National Intelligence Estimates are the most authoritative written judgments of the 16 spy agencies across the breadth of the U.S. government. These agencies reflect the consensus long-term thinking of top intelligence analysts. Portions of the documents are occasionally declassified for public release.
The new report echoed statements made by senior intelligence officials over the last year, including the assessment of spy agencies that the country is in a “heightened threat environment.” It also provided new details on their thinking and concerns.
For instance, the report says that worldwide counterterrorism efforts since 2001 have constrained al-Qaida’s ability to attack the U.S. again and convinced terror groups that U.S. soil is a tougher target.
But, the report quickly adds, analysts are concerned “that this level of international cooperation may wane as 9/11 becomes a more distant memory and perceptions of the threat diverge.”
Among the report’s other findings:
-Al-Qaida is likely to continue to focus on high-profile political, economic and infrastructure targets to cause mass casualties, visually dramatic destruction, economic aftershocks and fear. “The group is proficient with conventional small arms and improvised explosive devices and is innovative in creating new capabilities and overcoming security obstacles.”
-The group has been able to restore key capabilities it would need to launch an attack on U.S. soil: a safe haven in Pakistan’s tribal areas, operational lieutenants and senior leaders. U.S. officials have warned publicly that a deal between the Pakistani government and tribal leaders allowed al-Qaida to plot and train more freely in parts of western Pakistan for the last 10 months.
-The group will continue to seek weapons of mass destruction – chemical, biological or nuclear material – and “would not hesitate to use them.”
-Lebanese Hezbollah, a Shiite Muslim extremist group that has conducted anti-American attacks overseas, may be more likely to consider attacking here, especially if it believes the United States is directly threatening the group or its main sponsor, Iran.
-Non-Muslim terrorist groups probably will attack here in the next several years, although on a smaller scale. The judgments don’t name any specific groups, but the FBI often warns of violent environmental groups, such as Earth Liberation Front, and others.
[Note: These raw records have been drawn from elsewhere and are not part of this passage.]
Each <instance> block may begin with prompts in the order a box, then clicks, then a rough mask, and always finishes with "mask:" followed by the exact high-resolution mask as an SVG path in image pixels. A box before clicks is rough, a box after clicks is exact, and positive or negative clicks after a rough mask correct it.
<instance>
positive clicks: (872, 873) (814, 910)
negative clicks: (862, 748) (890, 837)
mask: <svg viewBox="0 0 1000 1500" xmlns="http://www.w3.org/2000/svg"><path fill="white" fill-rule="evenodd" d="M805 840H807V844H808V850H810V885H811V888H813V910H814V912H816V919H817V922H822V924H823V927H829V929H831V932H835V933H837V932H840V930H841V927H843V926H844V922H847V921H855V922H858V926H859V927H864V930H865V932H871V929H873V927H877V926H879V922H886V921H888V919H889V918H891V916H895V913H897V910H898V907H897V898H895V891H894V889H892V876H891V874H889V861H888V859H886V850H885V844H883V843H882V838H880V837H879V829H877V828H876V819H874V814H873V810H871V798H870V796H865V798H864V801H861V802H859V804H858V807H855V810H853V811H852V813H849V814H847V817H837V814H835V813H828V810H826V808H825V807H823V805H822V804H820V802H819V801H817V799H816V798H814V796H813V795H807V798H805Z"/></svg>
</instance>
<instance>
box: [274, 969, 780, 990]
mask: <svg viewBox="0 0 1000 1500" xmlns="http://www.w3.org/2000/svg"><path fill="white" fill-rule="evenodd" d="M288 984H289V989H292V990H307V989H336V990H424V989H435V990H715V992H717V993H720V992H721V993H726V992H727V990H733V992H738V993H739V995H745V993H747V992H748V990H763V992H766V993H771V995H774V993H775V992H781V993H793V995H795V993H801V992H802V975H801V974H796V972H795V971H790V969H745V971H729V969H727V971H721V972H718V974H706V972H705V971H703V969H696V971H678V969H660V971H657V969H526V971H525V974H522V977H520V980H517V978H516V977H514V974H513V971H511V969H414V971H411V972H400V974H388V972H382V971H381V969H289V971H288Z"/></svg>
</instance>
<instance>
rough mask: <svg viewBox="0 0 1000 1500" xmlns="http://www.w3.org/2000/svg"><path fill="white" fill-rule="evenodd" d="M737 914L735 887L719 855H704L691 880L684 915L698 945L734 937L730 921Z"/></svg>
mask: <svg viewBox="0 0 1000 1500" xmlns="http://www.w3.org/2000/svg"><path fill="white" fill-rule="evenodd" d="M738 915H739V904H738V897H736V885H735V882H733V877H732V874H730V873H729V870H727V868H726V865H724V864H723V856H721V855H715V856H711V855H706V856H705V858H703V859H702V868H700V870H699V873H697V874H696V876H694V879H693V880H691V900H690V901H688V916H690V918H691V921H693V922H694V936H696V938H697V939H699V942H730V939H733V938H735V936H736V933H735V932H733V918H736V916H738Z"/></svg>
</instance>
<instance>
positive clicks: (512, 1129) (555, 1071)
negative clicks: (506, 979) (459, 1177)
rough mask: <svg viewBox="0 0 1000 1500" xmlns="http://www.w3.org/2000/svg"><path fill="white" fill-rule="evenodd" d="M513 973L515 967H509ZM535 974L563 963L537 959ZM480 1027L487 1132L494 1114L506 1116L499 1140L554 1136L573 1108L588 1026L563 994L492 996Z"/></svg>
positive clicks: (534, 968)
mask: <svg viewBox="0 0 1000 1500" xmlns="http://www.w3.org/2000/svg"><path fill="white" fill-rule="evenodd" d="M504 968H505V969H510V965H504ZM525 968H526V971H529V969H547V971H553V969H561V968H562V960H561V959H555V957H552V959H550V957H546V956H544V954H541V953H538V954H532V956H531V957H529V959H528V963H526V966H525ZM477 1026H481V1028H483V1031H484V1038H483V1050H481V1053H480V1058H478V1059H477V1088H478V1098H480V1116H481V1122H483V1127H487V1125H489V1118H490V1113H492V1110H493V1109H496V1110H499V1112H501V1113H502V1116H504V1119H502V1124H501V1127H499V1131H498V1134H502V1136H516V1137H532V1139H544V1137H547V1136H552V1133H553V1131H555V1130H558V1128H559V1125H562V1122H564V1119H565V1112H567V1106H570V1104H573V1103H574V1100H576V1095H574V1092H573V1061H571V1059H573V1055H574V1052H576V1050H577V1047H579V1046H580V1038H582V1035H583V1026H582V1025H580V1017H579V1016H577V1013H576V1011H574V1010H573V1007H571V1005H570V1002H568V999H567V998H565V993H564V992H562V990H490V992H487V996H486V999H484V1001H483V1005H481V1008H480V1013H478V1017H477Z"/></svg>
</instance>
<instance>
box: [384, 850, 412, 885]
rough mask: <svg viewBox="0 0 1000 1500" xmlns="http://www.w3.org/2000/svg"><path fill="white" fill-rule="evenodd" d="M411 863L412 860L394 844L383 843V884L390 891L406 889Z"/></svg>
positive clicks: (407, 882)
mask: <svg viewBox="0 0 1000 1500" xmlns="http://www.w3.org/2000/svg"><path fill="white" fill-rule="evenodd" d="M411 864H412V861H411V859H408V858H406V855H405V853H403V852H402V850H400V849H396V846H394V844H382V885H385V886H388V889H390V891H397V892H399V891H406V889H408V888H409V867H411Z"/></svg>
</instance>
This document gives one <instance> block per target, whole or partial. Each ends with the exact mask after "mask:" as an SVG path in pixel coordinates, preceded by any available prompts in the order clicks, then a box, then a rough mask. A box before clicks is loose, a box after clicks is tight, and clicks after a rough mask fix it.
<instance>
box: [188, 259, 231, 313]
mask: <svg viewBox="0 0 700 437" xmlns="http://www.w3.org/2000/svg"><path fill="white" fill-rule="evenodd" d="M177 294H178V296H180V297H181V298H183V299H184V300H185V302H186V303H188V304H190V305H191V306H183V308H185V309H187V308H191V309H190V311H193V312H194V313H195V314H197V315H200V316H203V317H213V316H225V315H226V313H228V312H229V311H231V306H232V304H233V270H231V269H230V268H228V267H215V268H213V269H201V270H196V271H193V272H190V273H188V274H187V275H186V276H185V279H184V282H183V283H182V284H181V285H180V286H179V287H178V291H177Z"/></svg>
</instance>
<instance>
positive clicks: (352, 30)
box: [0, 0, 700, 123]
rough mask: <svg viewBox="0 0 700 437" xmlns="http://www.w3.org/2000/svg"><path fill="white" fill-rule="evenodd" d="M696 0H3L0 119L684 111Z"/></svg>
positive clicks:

The publicly disclosed judgments, laid out over two pages, are part of a longer document, which remains classified. It was approved by the heads of all 16 intelligence agencies on June 21.
In the last week, reports on this document and another threat assessment on al-Qaida’s resurgence have renewed the debate in Washington about whether the Bush administration is on the right course in its war on terror, particularly in Iraq.
The White House has used the reports as evidence that the country must continue to go after al-Qaida in Iraq, Afghanistan and elsewhere. But critics say the evolving threat is evidence of a policy gone wrong.
The debate – and the underlying global problem – will not go away soon.
The high-level estimate notes that the spread of radical ideas, especially on the Internet, growing anti-U.S. rhetoric and increasing numbers of radical cells throughout Western countries indicate the violent segments of the Muslim populations is expanding.
“The arrest and prosecution by U.S. law enforcement of a small number of violent Islamic extremists inside the United States … points to the possibility that others may become sufficiently radicalized that they will view the use of violence here as legitimate,” the estimate said. “We assess that this internal Muslim terrorist threat is not likely to be as severe as it is in Europe, however.”